Neural networks are part of the story, but many of the ideas from ANNs have been improved upon when more structured settings are available. There is actually a resurgence right now in deep neural network though.
Buffalo buffalo Buffalo buffalo buffalo buffalo Buffalo buffalo.
Beware of the Leopard.
When I started on my Ph.D., I started out majoring in AI. One of several reasons I changed to computer architecture (CPU design, etc.) is because I just couldn't stand the broken ways that people were doing stuff. Actually computer vision stuff isn't so bad -- at least there's room for advancement. But the speech recognition state of the art is just awful. I couldn't stand the way they did much of anything in pursuit of human language understanding.
With automatic speech recognition (ASR), the first problem is the MFCCs. (Mel-frequency cepstral coefficients.) What they essentially do is take a fourier transform of a fourier transform of the data. This filters out not only amplitude but also frequency, leaving you only with the relative pattern of frequency. Think of this as analogous to taking a second derivative, where all you get is accelerating, leaving out position and velocity. You lose a LOT of information. Then once the MFCC's are computed, they're divided up into the top 13 (or so) dominant MFCCs, plus the first and second step-wise derivatives, giving you a 39D vector. Then the top N most common ones are tallied, and code-booked, mapping the rest to the nearest codes, leaving you with a relatively small number of codes (maybe a few hundred).
So to start with, the signal processing is half deaf, throwing away most of the information. I get why they do it, because it's speaker independent, but you completely lose some VERY valuable information, like prosodic stress, which would be very useful to help with word segmentation. Instead, they try to guess it from statistical models.

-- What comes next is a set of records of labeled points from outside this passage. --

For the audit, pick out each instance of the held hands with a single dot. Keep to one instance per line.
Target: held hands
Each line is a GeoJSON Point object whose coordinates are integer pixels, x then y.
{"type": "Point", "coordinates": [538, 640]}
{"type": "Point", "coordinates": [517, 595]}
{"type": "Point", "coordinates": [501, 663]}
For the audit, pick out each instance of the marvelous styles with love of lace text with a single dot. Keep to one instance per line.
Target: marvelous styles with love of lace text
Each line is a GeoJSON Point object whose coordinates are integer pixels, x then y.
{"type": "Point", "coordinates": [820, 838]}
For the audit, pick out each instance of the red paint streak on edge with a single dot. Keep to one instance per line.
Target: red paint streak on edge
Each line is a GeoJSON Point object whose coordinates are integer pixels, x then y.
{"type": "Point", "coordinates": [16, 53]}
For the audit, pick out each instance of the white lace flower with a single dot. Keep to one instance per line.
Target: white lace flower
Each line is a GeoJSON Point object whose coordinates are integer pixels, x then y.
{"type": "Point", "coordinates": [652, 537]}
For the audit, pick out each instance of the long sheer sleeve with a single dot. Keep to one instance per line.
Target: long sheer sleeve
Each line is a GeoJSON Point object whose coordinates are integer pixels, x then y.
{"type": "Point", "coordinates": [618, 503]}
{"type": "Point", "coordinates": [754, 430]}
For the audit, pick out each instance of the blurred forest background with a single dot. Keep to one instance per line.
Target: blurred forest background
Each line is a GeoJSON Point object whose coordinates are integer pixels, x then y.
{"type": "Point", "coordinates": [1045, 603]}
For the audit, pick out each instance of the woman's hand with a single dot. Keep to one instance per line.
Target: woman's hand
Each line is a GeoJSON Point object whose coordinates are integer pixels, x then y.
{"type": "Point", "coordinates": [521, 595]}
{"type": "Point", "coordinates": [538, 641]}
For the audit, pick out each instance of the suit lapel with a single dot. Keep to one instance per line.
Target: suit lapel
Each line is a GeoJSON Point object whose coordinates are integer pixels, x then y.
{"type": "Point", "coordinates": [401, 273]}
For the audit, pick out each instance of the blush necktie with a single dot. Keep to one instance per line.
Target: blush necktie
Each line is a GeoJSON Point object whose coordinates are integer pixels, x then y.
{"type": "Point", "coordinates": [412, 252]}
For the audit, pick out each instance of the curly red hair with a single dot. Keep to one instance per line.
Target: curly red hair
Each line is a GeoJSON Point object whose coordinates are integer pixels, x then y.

Next, they apply a hidden Markov model (HMM). Instead of inferring phones from the signal, the way they model it is as a sequence of hidden states (the phones) that cause the observations (the codes). This statistical model seems kinda backwards, although it works quite well, when trained properly. To train it, you need a lot of labeled data, where people have taken lots of speech recordings and manually labeled the phonetic segments. What is usually learned is mostly a unigram, where what you know are the a priori probabilities of each phone label (the hidden states), and the posterior probability of each phone given each possible prior phone. Given a sequence of codes, you find the most likely sequence of phones by computing the viterbi path through the HMM.
Honestly, I can't complain too much about the HMM. What I do complain about is the fact that the "cutting edge" is to replace the HMM with a markov random field (just remove the arrows from the HMM), and conditional random fields (which are markov random fields with extra inputs).

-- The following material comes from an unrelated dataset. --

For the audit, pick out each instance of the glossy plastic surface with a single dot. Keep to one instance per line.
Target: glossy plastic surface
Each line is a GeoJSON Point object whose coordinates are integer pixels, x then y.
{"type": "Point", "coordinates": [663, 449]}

My response to using MRFs and CRFs is "big whoop", because all you're doing is replacing the statistical model, which doesn't dramatically improve recognition performance, because they haven't fixed the underlying problem with the signal processing.
Then on top of the phone HMM, they layer ANOTHER HMM on top of it to infer words and word boundaries, based on a highly inaccurate phone sequence.
The main problem with all of this is not that the reseachers are idiots. They're not. The problem is that the people with the funding are totally unwilling to fund anything really interesting or revolutionary. The existing methods "work", so the funding sources figure that we can just make incremental changes to existing technologies. Which is wrong. Unfortunately, any radically new technology would be highly experimental, with a high risk of failure, and would take a long time to develop. No one wants to fund anything that iffy. As a result, all the scientists working in this are spend their time on nothing but boring tweaks of a broken but "proven" reasonably effective technology.
So I don't blame people for the conundrum, but I see no opportunity to do anything interesting, so I just couldn't stand studying it.